When Christ became our Surety, we were redeemed, justified, pardoned, and made righteous in the sight of God. God’s forbearance, patience, and longsuffering with this world is due to the suretyship engagements of Christ. God’s eye has always been upon the blood. It is the blood of Christ, our Surety, that held back the hand of God’s judgment when Adam sinned. The Old Testament saints were pardoned and justified upon the basis of Christ’s obedience as our Surety, though he had not yet actually rendered that obedience (Isa. 43:25; 45:22-25; Rom. 3:24-26). Those men and women had knowledge of and faith in Christ as their Surety (Job 19:25-27; Psa. 32:1-4; 119:122; Isa. 38:14).
The Lord Jesus Christ became our Surety by his own voluntary will. He was accepted as our Surety in the covenant of grace before the world began. And we were accepted of God in him (Eph. 1:6).
When Christ became our Surety, he made certain promises to God the Father in the name of his covenant people which he is honor bound to perform. The promises were voluntarily made, without any constraint or force, except the constraint of his love and the force of his grace. But now, having made the promises, he is bound, bound by his own honor, to perform them. What are those promises? What did Christ agree to do as our Surety? Basically, our eternal Surety agreed and promised to do two things.

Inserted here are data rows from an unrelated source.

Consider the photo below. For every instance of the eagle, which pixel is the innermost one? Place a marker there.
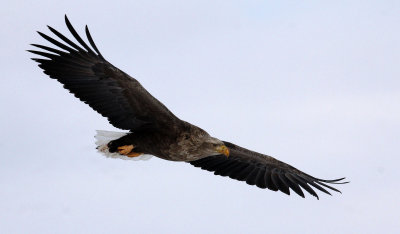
(154, 130)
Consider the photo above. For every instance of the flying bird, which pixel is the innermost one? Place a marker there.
(152, 128)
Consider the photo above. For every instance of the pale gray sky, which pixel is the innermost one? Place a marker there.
(313, 83)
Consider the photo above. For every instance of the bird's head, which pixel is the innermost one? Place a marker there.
(213, 146)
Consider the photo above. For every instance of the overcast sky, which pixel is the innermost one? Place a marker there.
(313, 83)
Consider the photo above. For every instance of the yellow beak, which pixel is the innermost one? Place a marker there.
(223, 150)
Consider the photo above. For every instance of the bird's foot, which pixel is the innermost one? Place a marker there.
(127, 151)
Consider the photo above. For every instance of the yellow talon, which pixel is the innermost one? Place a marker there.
(125, 149)
(133, 154)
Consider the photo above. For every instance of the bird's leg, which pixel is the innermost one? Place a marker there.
(127, 151)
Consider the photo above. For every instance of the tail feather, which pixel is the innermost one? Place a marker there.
(104, 137)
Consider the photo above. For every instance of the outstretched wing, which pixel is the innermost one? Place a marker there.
(109, 91)
(263, 171)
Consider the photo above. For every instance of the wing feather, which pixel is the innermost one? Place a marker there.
(108, 90)
(264, 171)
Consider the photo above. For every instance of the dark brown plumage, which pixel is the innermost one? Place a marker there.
(155, 130)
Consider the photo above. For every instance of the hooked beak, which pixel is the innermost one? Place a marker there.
(223, 150)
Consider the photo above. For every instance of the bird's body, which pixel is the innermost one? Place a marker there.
(155, 130)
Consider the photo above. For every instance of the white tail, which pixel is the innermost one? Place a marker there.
(104, 137)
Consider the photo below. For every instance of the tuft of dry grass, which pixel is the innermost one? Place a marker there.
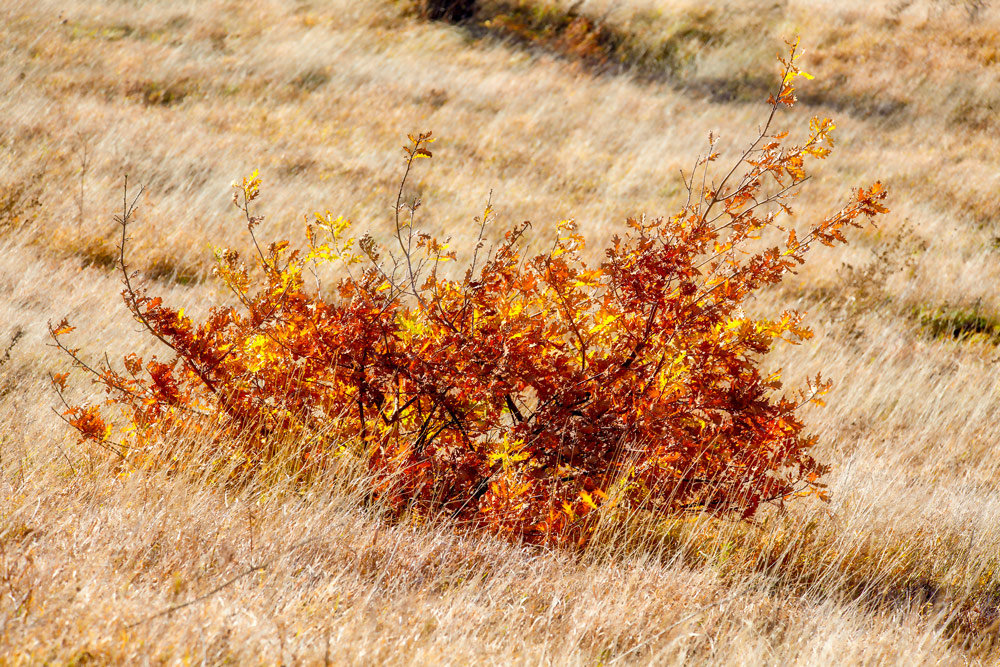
(111, 564)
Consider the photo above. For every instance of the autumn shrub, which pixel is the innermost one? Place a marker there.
(528, 394)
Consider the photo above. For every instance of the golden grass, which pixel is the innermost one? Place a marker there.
(900, 568)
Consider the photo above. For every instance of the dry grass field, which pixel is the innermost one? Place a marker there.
(100, 564)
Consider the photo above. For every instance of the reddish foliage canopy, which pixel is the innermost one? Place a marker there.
(532, 395)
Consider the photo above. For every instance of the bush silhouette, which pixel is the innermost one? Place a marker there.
(528, 395)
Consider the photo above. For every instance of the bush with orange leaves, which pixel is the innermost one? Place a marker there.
(528, 395)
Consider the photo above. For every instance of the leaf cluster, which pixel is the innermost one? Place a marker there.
(530, 394)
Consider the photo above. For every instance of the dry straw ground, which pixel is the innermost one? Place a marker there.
(902, 567)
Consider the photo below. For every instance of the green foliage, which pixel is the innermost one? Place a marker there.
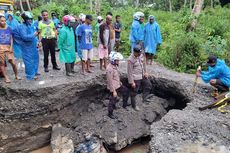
(215, 46)
(180, 51)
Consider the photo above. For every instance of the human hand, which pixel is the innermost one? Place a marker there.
(198, 73)
(146, 75)
(133, 85)
(35, 33)
(213, 81)
(114, 94)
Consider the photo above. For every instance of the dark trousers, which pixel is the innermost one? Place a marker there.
(124, 91)
(220, 86)
(143, 86)
(49, 47)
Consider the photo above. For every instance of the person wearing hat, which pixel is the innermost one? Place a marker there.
(114, 84)
(104, 39)
(78, 49)
(99, 22)
(47, 36)
(137, 76)
(137, 31)
(17, 16)
(85, 35)
(218, 74)
(55, 19)
(152, 38)
(6, 49)
(66, 44)
(25, 35)
(117, 27)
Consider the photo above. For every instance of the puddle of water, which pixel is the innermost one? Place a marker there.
(136, 148)
(199, 148)
(46, 149)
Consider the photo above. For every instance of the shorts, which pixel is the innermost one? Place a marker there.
(87, 54)
(5, 53)
(117, 40)
(103, 53)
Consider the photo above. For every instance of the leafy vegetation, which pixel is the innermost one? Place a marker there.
(181, 50)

First, he agreed to fulfill all our responsibilities to God. Standing as our Surety, in an absolute sense, Christ did not simply assume part of our responsibility in a given area, leaving us to make up the balance. He willingly became absolutely responsible for his people in all things.
He agreed to render that perfect obedience to the law of God, which we were obliged to do, establishing perfect righteousness for us. He worked out and brought in an everlasting, perfect, legal righteousness for his people (Rom. 5:19; Jer. 23:6; John 17:4). Our Savior also agreed to satisfy the penalty of the law as our Substitute (Gal. 3:13; John 19:30). By his perfect obedience, in life and in death, the Lord Jesus Christ magnified the law and made it honorable in the redemption of God’s elect (Heb. 10:5-14).
Second, Christ our Surety agreed to bring all his elect safe to glory (John 10:16-18). This is the Father’s will which he came to perform (John 6:39-40). Yes, the Lord Jesus Christ became responsible to bring God’s Benjamins safely home. “If I bring them not to thee, and set them before thee,” he said, “then let me bear the blame forever.” It is because of his suretyship engagements for his elect that the Son of God says, “Them also I must bring.” What our Surety has sworn to do he must do (Heb. 2:13).
He reconciled us to God by his sin-atoning death. He entered into heaven as our Covenant-Head, and claimed our eternal inheritance in our name as our Surety. He will, in the last day, present all of his elect faultless before the throne of his Father’s glory with exceeding, great joy (Eph. 5; Jude 1; Heb. 2:13). In that day, He will appear without sin; and we (all for whom he is Surety) shall appear with him without sin. God the Father will say to Christ our Surety and to all his people, “Well done!”
Child of God, the suretyship engagements of Christ ought to cause your heart to leap with joy. The whole of our acceptance with God is in Christ, our Surety. Our relationship with the eternal God does, in great measure, determine what we do; but what we do does not, in any measure whatsoever, determine our relationship or acceptance with the eternal God, our heavenly Father. The whole of our assurance is Christ, our Surety.
With His spotless garments on, I am as holy as God’s own Son!
The whole of our security is Christ, our Surety. -- His covenant engagements, -- His redemptive work, finished at Calvary, -- His gospel promise (“They shall never perish!”), -- and his glory as our Surety and Mediator upon the throne of universal monarchy, -- These are the things, the only things, which give believing hearts peace before God.